Use this vegetable raw in salads or cook them in the same way that you would chayotes. They do have a little more flavor though, with hints of radish and cabbage coming through. To tone this flavor down, you may want to replace chayote with a 50/50 mix of kohlrabi and a summer squash of your choice.

Kohlrabi is a very healthy option well worth adding to your food. It contains approximately twice the dietary fiber and protein that you would get from chayotes and four times the amount of vitamin E.

6. Pattypan squash

The pattypan squash can come in a range of colors including white yellow or green. They are a versatile ingredient that can be used in a wide range of summer recipes. Use them fried, grilled, oven-roasted, sliced thinly into salads raw, or even added to desserts!
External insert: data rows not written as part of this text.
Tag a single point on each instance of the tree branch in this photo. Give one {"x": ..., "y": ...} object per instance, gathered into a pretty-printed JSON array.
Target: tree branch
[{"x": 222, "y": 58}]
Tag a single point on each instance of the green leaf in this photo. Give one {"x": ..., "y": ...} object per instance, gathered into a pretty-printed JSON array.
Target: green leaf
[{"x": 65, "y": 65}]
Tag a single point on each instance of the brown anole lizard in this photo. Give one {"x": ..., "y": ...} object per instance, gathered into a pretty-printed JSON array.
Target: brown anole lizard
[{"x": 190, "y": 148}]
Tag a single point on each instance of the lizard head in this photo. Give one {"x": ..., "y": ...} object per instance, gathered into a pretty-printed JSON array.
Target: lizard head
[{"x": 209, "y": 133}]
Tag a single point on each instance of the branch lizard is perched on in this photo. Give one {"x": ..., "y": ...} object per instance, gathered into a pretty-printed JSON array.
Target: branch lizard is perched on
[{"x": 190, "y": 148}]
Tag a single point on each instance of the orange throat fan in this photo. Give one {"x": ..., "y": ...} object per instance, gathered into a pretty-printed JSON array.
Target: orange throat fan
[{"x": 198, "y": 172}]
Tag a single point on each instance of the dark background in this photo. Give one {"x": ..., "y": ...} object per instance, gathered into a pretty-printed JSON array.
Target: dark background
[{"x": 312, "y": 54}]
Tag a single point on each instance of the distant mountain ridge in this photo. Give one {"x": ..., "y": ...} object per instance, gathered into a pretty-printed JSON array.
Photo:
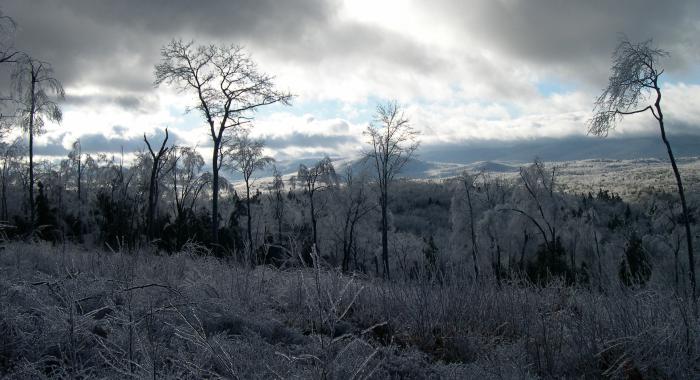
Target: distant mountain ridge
[{"x": 440, "y": 161}]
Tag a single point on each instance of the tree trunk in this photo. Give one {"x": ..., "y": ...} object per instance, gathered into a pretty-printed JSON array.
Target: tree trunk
[
  {"x": 313, "y": 221},
  {"x": 31, "y": 156},
  {"x": 249, "y": 220},
  {"x": 215, "y": 196},
  {"x": 475, "y": 249},
  {"x": 681, "y": 193},
  {"x": 385, "y": 236}
]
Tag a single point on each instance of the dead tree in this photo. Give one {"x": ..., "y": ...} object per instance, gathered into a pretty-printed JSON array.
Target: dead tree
[
  {"x": 246, "y": 156},
  {"x": 634, "y": 75},
  {"x": 37, "y": 93},
  {"x": 393, "y": 143},
  {"x": 314, "y": 179},
  {"x": 228, "y": 88},
  {"x": 158, "y": 162}
]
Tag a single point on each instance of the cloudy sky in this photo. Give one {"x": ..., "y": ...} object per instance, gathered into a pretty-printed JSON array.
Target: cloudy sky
[{"x": 465, "y": 71}]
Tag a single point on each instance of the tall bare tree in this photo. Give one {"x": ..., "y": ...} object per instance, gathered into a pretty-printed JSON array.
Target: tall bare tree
[
  {"x": 158, "y": 162},
  {"x": 8, "y": 53},
  {"x": 37, "y": 92},
  {"x": 228, "y": 88},
  {"x": 246, "y": 156},
  {"x": 633, "y": 80},
  {"x": 355, "y": 204},
  {"x": 393, "y": 142},
  {"x": 314, "y": 179}
]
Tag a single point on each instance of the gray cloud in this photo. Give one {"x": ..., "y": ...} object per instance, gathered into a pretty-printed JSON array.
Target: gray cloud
[
  {"x": 117, "y": 43},
  {"x": 303, "y": 140},
  {"x": 576, "y": 37}
]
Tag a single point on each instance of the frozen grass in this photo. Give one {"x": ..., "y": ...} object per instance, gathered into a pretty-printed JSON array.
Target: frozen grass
[{"x": 74, "y": 313}]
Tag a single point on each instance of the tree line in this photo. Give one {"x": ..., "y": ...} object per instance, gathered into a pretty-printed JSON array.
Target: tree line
[{"x": 169, "y": 197}]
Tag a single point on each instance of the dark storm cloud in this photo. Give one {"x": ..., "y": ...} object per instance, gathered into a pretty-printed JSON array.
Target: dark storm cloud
[
  {"x": 116, "y": 43},
  {"x": 113, "y": 144},
  {"x": 304, "y": 140},
  {"x": 577, "y": 36},
  {"x": 127, "y": 102}
]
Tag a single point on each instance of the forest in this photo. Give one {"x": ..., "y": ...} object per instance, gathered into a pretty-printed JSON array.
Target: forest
[{"x": 166, "y": 263}]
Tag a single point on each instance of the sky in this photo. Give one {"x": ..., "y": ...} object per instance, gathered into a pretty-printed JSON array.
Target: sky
[{"x": 464, "y": 71}]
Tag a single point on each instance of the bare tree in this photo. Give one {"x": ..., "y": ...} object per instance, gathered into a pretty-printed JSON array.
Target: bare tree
[
  {"x": 246, "y": 156},
  {"x": 8, "y": 53},
  {"x": 228, "y": 89},
  {"x": 188, "y": 179},
  {"x": 10, "y": 162},
  {"x": 469, "y": 183},
  {"x": 355, "y": 205},
  {"x": 277, "y": 200},
  {"x": 393, "y": 143},
  {"x": 158, "y": 162},
  {"x": 314, "y": 179},
  {"x": 634, "y": 78},
  {"x": 37, "y": 91}
]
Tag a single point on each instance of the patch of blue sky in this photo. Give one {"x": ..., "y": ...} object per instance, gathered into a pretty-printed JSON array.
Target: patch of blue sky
[
  {"x": 690, "y": 75},
  {"x": 186, "y": 120},
  {"x": 357, "y": 112}
]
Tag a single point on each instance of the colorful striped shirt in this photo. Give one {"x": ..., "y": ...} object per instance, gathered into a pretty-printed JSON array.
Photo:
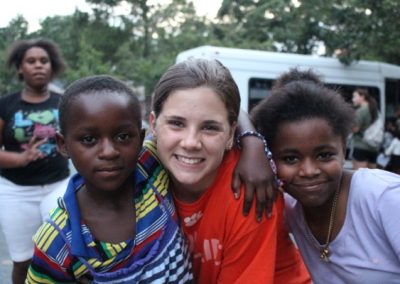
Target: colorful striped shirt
[{"x": 67, "y": 252}]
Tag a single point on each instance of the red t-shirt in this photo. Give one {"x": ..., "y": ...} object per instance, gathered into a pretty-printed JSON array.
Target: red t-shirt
[{"x": 226, "y": 246}]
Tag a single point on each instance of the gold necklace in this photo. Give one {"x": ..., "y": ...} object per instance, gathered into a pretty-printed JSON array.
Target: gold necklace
[{"x": 324, "y": 251}]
Look for young, new season pattypan squash for the most tender, mild option. The older, more mature squashes are better for stuffing.

7. Fuzzy Melon

The fuzzy melon is a vegetable lettuce native to Southeast Asia and Chinese cuisine. It is a type of gourd that looks similar to a zucchini that is covered in fuzz. This melon is mild in taste and is commonly used in stirfries, soups, steamed, or stuffed. If you’re in a pinch and can’t find any other items on this page then the fuzzy melon will make a suitable chayote backup option.

The fuzzy melon can also be used to replace winter melons in cooking.

Fast facts about chayotes

  • They are round or pear-shaped with prickly, hairy, or smooth light green skin.
  • The perennial climbing vine is commonly grown in tropical and subtropical locations throughout the world.
  • In cooking, it is popular in Caribbean, Cajun, North African, Asian, and Latin American cuisine.
  • The chayote has a subtle flavor with a sweetness that pairs well with ingredients like garlic, chili, red pepper, cilantro, and scallions. It also works well with rich ingredients like cheese, bacon, coconut milk, and butter.
  • Chayotes are also known as choko, custard marrow, chocho, chow-chow, miltilon, vegetable pear, and christophene.
  • They are growing in popularity in the keto community and can be used to make an apple pie or crumble without the apples. In vegan cooking, they make a great meat substitute in Mexican tacos.

Recommended reading:
What are the best Asian pear substitutes?
What are some good watercress substitutes?
A review of the best sunchoke substitutes.
How to replace a daikon radish in cooking.

Summing up

The chayote has a pleasant mild taste with a crispy texture that works well in many dishes. If you don’t have any in the kitchen then your best option is to replace it with zucchini, green papaya, cucuzza, yellow crookneck squash, kohlrabi, pattypan squash, or fuzzy melon. They won’t perfectly mimic the flavor and texture, but they all share similar characteristics and could easily fit into any recipe that calls for chayote.